"You guys have it real easy. I never had it like this where I grew up. But I send my kids here because the fact is you go to one of the best schools in the country: Rushmore. Now, for some of you it doesn't matter. You were born rich and your going to stay rich. But here's my advice to the rest of you: Take dead aim on the rich boys. Get them in the crosshairs and take them down. Just remember, they can buy anything but they can't buy backbone. Don't let them forget it. Thank you."
Wes Anderson is an amazing director and this film was the first of this kind of film that I truly appreciated. Up to this point, my love of film didn't go past action movies and blockbusters and the occasional classic. Then I saw this preview and my young, 8th grade mind saw Bill Murray and a smart mouthed youngin on the previews and said to my dad "Lets see this!" Well, I saw it and was blown away so much that I had no idea wether I liked it or hated it. Well, after a year and waiting and waiting for it to come to VHS, I rented it and discovered I didn't like it or hate it. I loved it.
Wes Anderson has the style that I love the most of any modern director. Its quirky, funny, melancholoy and filled with genius moments. He has a way of working with actors as well. His ensemble spirit is seen in almost every movie, but where Royal T's and Life Aquatic get bogged down with ensemble (not a bad thing, just not the thing I love th ebest about his movies), Wes directs two stunning performances with great support in this film. The two best performances of this film (and in any Wes film) are executed by Jason Schwartzman and Bill Murray. Schwartzman (who I believe was 16 during the shooting of this film) plays the fast talking, smart mouthed "genius" Max Fischer who to this day stands as one of my personal anti-heroes. He is actual the class clown and failure as he has too many extra-curricular activities. He befriends a man who gives a speech at his school, Rushmore named Herman Blume (Murray.) Here is yet another genius melancholy Murray role, and the first of his new trend in this style (Lost in Translation, Broken Flowers, Zissou). Fischer falls for a school teacher who donated a book to the library (about Jacque Cousteau) and falls into a strange love triangle between himself, Blume and Ms. Cross.
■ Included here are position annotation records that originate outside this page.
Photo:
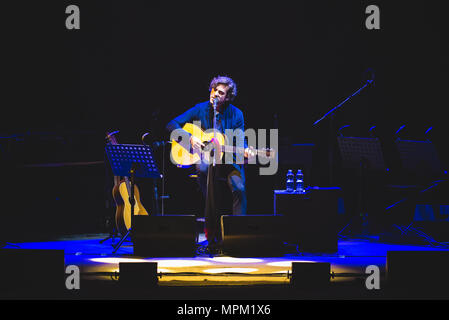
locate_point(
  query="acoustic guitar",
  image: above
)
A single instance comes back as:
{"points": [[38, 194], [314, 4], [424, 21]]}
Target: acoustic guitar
{"points": [[183, 157], [121, 193]]}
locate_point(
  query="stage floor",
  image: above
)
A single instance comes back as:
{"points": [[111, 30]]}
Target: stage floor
{"points": [[98, 264]]}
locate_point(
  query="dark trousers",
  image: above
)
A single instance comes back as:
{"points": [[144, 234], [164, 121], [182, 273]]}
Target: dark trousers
{"points": [[209, 178]]}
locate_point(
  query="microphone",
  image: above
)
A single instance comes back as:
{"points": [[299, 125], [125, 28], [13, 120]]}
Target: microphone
{"points": [[215, 101]]}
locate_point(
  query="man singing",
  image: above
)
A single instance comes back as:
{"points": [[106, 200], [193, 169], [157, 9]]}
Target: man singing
{"points": [[223, 91]]}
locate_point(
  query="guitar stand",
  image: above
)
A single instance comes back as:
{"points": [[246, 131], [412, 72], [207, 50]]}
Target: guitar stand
{"points": [[131, 161]]}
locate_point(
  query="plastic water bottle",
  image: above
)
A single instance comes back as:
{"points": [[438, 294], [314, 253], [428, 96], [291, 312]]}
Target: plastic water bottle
{"points": [[299, 182], [290, 185]]}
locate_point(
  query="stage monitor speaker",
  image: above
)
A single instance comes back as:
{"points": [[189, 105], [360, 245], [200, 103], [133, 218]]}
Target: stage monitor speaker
{"points": [[32, 273], [253, 235], [138, 275], [422, 272], [311, 218], [164, 236]]}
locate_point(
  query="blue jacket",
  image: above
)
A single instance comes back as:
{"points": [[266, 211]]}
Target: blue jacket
{"points": [[232, 118]]}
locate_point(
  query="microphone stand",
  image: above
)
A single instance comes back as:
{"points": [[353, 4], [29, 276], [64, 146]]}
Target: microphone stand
{"points": [[330, 114]]}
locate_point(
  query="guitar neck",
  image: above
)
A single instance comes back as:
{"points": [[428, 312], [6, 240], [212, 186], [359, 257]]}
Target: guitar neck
{"points": [[235, 149]]}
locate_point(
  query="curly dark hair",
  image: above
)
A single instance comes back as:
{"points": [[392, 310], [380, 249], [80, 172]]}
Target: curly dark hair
{"points": [[232, 92]]}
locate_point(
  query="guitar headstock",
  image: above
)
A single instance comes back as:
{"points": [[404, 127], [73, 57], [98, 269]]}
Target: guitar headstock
{"points": [[269, 153], [110, 137]]}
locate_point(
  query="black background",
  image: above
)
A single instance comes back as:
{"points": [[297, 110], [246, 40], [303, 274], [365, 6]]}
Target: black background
{"points": [[134, 65]]}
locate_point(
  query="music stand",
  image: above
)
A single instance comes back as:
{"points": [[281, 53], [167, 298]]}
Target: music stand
{"points": [[131, 160], [365, 155], [419, 159]]}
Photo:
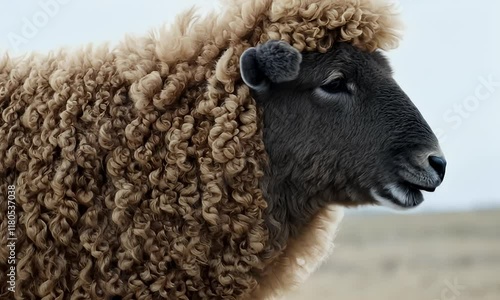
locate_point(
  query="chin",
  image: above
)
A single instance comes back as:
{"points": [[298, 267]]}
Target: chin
{"points": [[399, 196]]}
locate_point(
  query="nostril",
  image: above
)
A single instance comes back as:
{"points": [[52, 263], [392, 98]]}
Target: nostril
{"points": [[438, 164]]}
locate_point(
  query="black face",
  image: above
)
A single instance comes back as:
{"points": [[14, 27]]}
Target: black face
{"points": [[338, 124]]}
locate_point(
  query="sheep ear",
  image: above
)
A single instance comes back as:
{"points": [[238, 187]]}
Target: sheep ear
{"points": [[271, 62]]}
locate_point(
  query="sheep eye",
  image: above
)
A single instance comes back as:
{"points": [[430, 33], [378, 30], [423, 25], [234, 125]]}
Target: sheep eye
{"points": [[334, 86]]}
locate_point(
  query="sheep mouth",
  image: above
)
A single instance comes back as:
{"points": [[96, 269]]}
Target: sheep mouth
{"points": [[400, 196]]}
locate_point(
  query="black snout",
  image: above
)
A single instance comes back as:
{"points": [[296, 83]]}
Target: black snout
{"points": [[438, 164]]}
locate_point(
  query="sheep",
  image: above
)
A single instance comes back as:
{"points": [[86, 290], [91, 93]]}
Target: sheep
{"points": [[207, 161]]}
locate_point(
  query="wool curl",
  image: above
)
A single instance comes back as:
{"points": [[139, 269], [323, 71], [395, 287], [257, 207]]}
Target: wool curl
{"points": [[137, 168]]}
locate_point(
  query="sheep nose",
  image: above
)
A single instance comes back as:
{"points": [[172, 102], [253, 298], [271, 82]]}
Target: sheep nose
{"points": [[439, 165]]}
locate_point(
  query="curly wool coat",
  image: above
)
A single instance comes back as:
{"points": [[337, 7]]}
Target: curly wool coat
{"points": [[137, 169]]}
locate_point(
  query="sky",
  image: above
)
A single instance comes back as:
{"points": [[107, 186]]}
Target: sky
{"points": [[448, 63]]}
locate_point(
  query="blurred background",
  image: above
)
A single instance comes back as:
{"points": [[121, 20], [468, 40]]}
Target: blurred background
{"points": [[448, 63]]}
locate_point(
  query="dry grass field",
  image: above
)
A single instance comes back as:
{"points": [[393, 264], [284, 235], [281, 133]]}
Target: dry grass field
{"points": [[411, 257]]}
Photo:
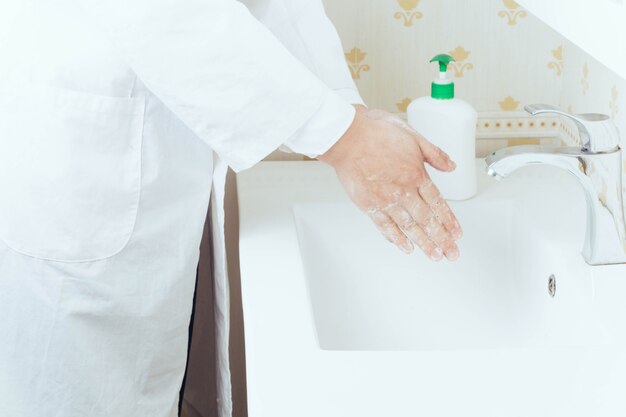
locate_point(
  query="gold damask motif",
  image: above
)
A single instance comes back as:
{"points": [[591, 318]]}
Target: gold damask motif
{"points": [[460, 55], [408, 12], [355, 60], [512, 13]]}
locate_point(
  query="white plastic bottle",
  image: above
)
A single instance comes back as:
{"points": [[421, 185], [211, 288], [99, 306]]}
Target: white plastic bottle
{"points": [[450, 124]]}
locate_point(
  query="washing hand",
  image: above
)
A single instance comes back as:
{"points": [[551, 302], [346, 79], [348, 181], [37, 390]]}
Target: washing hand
{"points": [[380, 163]]}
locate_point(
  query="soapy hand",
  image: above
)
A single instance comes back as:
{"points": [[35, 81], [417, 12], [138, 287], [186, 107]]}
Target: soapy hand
{"points": [[380, 163]]}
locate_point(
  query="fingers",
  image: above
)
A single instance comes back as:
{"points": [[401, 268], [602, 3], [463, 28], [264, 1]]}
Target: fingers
{"points": [[418, 221], [390, 230], [412, 229], [430, 194], [437, 158]]}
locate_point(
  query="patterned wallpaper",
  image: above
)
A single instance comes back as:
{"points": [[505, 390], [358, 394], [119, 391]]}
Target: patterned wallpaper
{"points": [[505, 56]]}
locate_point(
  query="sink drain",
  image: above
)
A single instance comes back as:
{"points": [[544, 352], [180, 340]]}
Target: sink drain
{"points": [[552, 285]]}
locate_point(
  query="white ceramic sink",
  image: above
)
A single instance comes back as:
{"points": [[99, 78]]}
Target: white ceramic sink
{"points": [[367, 295], [339, 323]]}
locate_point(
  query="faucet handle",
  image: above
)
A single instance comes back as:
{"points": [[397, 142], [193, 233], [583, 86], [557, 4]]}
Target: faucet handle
{"points": [[597, 131]]}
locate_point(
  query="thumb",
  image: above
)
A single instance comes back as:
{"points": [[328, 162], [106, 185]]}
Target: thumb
{"points": [[437, 158]]}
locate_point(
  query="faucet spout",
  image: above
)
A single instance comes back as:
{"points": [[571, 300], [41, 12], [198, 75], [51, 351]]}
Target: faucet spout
{"points": [[599, 174]]}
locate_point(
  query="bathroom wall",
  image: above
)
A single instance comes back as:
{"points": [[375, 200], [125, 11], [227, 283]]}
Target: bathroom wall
{"points": [[506, 58]]}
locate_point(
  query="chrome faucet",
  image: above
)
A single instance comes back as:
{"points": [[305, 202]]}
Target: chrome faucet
{"points": [[597, 165]]}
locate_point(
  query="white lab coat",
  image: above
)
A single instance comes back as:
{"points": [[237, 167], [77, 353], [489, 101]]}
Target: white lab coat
{"points": [[115, 119]]}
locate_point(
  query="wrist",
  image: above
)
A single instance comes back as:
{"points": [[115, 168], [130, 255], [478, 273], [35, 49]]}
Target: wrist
{"points": [[341, 148]]}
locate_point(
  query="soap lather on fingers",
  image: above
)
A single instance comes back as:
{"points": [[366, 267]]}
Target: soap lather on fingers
{"points": [[380, 163]]}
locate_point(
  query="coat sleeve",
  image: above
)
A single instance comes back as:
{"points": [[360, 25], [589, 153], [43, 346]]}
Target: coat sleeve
{"points": [[223, 74], [307, 32]]}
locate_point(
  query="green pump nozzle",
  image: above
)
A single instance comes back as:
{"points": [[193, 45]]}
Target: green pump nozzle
{"points": [[443, 88]]}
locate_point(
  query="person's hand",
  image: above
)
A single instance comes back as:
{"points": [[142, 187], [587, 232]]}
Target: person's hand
{"points": [[380, 163]]}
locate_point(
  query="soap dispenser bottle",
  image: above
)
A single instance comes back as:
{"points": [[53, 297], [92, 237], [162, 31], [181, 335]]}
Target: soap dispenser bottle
{"points": [[450, 124]]}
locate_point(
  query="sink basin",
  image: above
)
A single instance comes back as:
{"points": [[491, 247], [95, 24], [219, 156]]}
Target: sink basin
{"points": [[339, 323], [367, 295]]}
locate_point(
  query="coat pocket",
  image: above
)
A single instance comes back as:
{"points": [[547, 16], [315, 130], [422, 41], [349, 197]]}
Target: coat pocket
{"points": [[70, 172]]}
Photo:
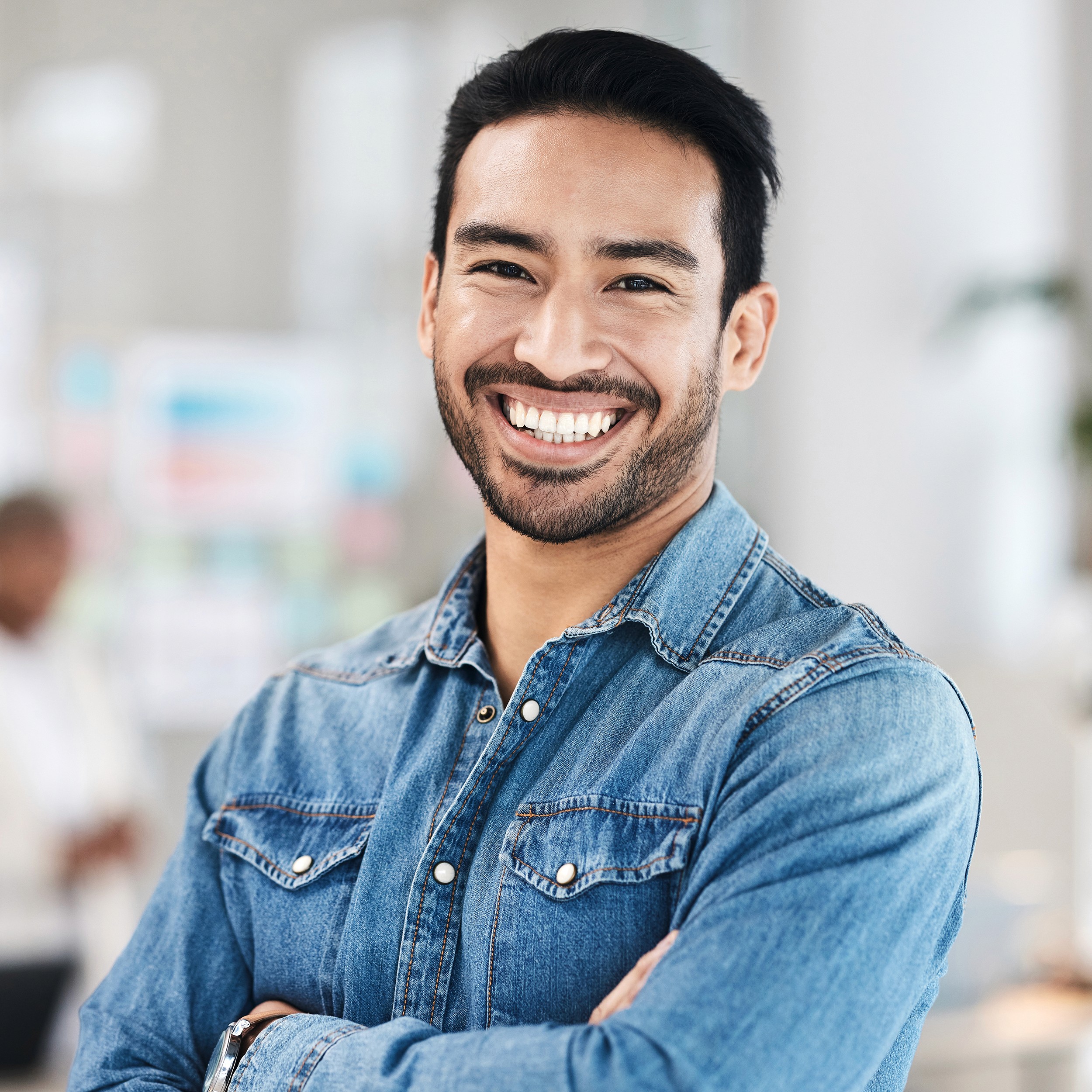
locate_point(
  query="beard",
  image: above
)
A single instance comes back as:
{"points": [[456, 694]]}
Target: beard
{"points": [[544, 510]]}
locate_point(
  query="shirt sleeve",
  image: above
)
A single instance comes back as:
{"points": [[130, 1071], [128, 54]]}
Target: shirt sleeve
{"points": [[154, 1021], [814, 926]]}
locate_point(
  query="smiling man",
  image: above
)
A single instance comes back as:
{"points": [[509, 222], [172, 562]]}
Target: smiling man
{"points": [[630, 804]]}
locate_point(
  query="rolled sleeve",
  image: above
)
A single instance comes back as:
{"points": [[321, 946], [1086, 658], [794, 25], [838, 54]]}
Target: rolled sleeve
{"points": [[285, 1054]]}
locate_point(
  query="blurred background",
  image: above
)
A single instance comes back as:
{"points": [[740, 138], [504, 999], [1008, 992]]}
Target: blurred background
{"points": [[212, 222]]}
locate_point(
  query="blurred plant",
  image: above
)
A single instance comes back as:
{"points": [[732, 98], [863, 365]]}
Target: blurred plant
{"points": [[1057, 292], [1060, 292]]}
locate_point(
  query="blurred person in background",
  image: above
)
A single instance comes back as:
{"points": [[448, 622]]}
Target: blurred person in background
{"points": [[68, 789], [632, 803]]}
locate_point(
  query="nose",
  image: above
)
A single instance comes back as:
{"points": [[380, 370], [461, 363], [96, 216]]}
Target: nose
{"points": [[560, 338]]}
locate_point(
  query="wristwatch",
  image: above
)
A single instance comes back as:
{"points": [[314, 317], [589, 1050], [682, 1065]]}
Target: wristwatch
{"points": [[232, 1047]]}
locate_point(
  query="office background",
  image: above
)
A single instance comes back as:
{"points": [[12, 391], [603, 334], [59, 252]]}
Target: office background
{"points": [[212, 221]]}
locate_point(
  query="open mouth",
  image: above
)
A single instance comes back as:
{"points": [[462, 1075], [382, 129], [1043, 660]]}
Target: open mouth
{"points": [[558, 427]]}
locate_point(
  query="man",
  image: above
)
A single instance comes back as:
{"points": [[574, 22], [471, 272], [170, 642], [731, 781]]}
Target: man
{"points": [[625, 726]]}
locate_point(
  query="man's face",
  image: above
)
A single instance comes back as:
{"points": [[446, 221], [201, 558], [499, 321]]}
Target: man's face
{"points": [[33, 565], [576, 330]]}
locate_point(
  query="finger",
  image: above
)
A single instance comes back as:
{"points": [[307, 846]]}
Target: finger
{"points": [[624, 995]]}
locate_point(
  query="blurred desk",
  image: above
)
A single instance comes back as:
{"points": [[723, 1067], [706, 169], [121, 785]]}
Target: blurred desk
{"points": [[49, 1082], [1030, 1039]]}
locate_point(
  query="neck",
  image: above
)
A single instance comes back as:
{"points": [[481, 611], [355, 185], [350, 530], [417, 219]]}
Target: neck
{"points": [[536, 591]]}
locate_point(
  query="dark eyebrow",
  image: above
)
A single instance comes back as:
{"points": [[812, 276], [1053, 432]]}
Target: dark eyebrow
{"points": [[660, 250], [479, 234]]}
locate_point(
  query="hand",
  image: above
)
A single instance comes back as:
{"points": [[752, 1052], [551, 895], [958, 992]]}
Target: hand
{"points": [[624, 995], [270, 1009]]}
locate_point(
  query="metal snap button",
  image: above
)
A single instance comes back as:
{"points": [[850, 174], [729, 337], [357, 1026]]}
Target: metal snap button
{"points": [[566, 875]]}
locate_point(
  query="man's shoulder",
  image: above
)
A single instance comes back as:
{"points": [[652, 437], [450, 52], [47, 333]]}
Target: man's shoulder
{"points": [[783, 616], [390, 648], [801, 639]]}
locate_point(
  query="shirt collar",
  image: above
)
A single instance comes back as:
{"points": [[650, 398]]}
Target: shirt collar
{"points": [[682, 597]]}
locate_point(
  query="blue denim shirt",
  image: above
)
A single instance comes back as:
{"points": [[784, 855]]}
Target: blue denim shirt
{"points": [[723, 750]]}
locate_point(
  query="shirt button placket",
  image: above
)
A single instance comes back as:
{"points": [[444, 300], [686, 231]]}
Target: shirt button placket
{"points": [[435, 912]]}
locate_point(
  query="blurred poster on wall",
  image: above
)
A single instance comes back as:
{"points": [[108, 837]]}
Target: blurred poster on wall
{"points": [[198, 650], [228, 432], [21, 451]]}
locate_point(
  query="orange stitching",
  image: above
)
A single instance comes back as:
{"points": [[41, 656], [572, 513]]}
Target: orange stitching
{"points": [[592, 872], [746, 658], [295, 812], [272, 864], [255, 848], [493, 948], [591, 807], [605, 868], [455, 765], [332, 1037], [637, 591]]}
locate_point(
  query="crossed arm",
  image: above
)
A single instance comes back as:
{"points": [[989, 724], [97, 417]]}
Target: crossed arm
{"points": [[813, 931]]}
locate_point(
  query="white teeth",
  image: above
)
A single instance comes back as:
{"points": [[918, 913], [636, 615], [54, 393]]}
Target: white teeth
{"points": [[558, 427]]}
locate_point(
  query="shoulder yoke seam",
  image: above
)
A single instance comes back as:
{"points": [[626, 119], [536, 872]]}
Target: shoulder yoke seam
{"points": [[824, 667]]}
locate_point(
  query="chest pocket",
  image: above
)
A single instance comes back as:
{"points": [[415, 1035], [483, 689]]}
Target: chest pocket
{"points": [[287, 871], [588, 887]]}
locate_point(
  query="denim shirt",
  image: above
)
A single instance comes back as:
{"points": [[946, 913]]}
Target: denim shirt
{"points": [[448, 885]]}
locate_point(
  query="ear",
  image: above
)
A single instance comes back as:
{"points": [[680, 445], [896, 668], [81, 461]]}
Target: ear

As most of Wes' works go, they are comedy, but with serious relationship issues and dramatic build-up. As Royal T's is his best drama (but its still riotusly funny), Rushmore is more comedy. For me, the more funny Wes can get, the better (another reason why I love Life Aquatic so much... I think I laughed the most at a movie during LA.) Anyway, his films strike a chord with me so much. I can't wait to see what else he can do as his career is just only ten years old.